I think this would be connected to missing enzymes called protease. These enzymes digest dietary proteins. I posted a great deal of information on the association to these missing enzymes and MS on this thread. general-discussion-f1/topic22806.html
Researchers have already determined that in animals a lack of protease leads to the proliferation of C. perfringens. For instance, the following information states that ingestion of a protein-rich diet in a protease-deficient intestinal tract allows for "rapid growth" of C. perfringens. Pathogenic bacteria, such as C. perfringens, feed and proliferate on the undigested protein fragments.

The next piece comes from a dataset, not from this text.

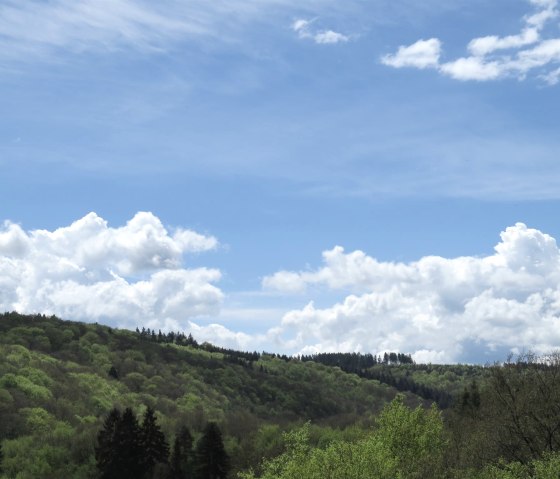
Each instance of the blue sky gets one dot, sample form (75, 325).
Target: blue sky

Managing Clostridial Diseases in Cattle
Sheila M. McGuirk, DVM, PhD
"Possible risk factors for calves... Ingestion of C. perfringens in the first few days of colostrum feeding...Ingestion of protein-rich diet in a protease-deficient intestinal tract allows rapid growth of C. perfringens organisms"
The following information from Wiki states that trypsin (trypsin is a protease) shortages in the digestive system of experimental animals has been used to "induce" Clostridium perfringens.
"Clostridium perfringens beta toxin one of the four major lethal toxins produced by Clostridium perfringens Type B and Type C strains...C. perfringens beta toxin is susceptible to breakdown by proteolytic enzymes, particularly trypsin. Beta toxin is therefore highly lethal to infant mammals because of trypsin inhibitors present in the colostrum...It is primarily fatal to animals 1–3 days old, whose digestive enzymes may not be sufficiently active to break down beta toxin. It has been experimentally shown that trypsin may normally break down beta toxin and trypsin shortages in the digestive system of experimental animals has been used to induce type C disease."http://en.wikipedia.org/wiki/Clostridiu ... beta_toxin
So, as we can see, pathogenic organisms such as C. perfringens would proliferate in the absence of protease.